22 Mai 2019

Soudan: Malgré l'échec des discussions, les manifestants restent motivés

Photo: HRW screenshot
Depuis la mi-décembre, les manifestants sont descendus dans les rues de villes et villages du pays pour protester contre les hausses de prix et demander au président Omar al-Bashir, au pouvoir depuis 29 ans, de se retirer. Les manifestations ont commencé à Atbara et se sont étendues à d'autres villes, notamment Gedarif, Wad Madani, Port-Soudan, Dongola, El Obeid, El Fasher, Khartoum et Omdurman.

Les pourparlers entre militaires soudanais et leaders de la contestation se sont achevés dans la nuit de lundi à mardi sans qu'un accord soit trouvé. Plus d'un mois après la chute de l'ex-président Omar el-Béchir, les deux parties tentent de s'entendre sur un gouvernement de transition qui mènera le pays jusqu'aux prochaines élections. Pour l'instant, c'est l'impasse et parmi les manifestants c'est la déception.

Devant le quartier général de l'armée où des centaines de manifestants campent depuis des semaines, c'est la déception et la colère. Les militaires au pouvoir veulent la majorité des sièges au Conseil de transition qui mènera le pays aux élections. Ainsi que la présidence de ce conseil.
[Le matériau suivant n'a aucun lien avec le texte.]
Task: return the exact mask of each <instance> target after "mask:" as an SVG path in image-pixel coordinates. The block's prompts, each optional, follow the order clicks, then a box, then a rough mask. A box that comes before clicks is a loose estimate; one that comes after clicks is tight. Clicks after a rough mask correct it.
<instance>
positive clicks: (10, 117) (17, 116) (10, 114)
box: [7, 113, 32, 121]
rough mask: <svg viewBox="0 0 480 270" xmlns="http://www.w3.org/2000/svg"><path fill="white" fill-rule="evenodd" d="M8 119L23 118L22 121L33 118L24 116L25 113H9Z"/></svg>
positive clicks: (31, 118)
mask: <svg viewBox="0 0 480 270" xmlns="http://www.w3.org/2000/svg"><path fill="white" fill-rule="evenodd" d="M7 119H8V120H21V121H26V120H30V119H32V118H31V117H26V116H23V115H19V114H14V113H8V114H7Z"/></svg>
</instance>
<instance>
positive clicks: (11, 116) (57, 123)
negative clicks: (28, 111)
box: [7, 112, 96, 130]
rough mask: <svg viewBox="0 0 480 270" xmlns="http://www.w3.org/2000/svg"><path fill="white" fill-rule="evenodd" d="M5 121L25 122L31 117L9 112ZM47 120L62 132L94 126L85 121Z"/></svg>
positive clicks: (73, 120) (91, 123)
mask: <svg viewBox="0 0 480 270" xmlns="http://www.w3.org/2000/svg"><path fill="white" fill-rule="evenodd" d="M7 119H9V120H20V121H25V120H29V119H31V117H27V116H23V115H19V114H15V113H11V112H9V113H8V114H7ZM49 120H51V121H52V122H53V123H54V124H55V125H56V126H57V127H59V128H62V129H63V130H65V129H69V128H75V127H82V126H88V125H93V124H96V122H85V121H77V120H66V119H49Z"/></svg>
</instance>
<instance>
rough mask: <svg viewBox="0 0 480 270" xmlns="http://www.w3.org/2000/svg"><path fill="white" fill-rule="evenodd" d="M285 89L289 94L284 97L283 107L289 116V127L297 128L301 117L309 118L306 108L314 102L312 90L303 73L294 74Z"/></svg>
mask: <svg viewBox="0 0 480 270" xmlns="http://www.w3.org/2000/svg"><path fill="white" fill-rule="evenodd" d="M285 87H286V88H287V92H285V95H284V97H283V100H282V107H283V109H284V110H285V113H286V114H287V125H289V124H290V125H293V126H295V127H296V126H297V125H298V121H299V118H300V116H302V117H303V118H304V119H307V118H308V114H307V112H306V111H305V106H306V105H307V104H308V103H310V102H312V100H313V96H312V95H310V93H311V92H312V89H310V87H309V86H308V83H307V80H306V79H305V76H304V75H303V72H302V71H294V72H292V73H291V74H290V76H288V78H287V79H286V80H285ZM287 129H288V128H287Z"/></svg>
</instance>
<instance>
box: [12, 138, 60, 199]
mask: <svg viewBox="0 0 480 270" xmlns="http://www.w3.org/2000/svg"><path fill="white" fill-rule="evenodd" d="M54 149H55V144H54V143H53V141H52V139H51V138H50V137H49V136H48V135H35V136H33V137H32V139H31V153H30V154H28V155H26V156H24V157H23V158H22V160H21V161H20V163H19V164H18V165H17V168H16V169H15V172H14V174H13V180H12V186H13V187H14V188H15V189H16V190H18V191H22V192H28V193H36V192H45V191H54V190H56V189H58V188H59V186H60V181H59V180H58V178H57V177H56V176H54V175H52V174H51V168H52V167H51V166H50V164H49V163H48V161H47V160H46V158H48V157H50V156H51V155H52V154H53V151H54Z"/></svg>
Pour Hamid, un jeune manifestant qui passe toutes ces nuits devant le QG de l'armée, ces demandes sont tout simplement inacceptables : « Nous sommes déçus et en même temps contents de voir que les leaders de la contestation tiennent bon face aux exigences des militaires. Cela fait cinq mois que nous attendons cela, six semaines que nous campons devant le QG de l'armée. Beaucoup de manifestants ont mis leur vie en suspens, pour s'assurer que nos revendications soient entendues. Avoir un militaire à la tête du conseil de transition est tout simplement impossible. »

Les discussions sont donc suspendues. Mais le contact n'est pas rompu. Dans un communiqué commun, les deux camps ont annoncé qu'ils souhaitaient poursuivre le dialogue. Pour Mazin, un manifestant de 24 ans, il y a encore espoir : « En soi, ce délai n'est pas une mauvaise chose, et les manifestants le savent. En ce moment nous envisageons une action de désobéissance civile ou une grève générale, qui paralyserait totalement le pays et forcerait les militaires à accepter nos demandes. Nous avons appris à être patients et surtout nous avons compris que le pouvoir est entre nos mains. »

Mardi en fin de journée, plusieurs photos circulaient sur les réseaux sociaux montrant des employés de banque et d'entreprise brandissant des pancartes appelant à la grève générale.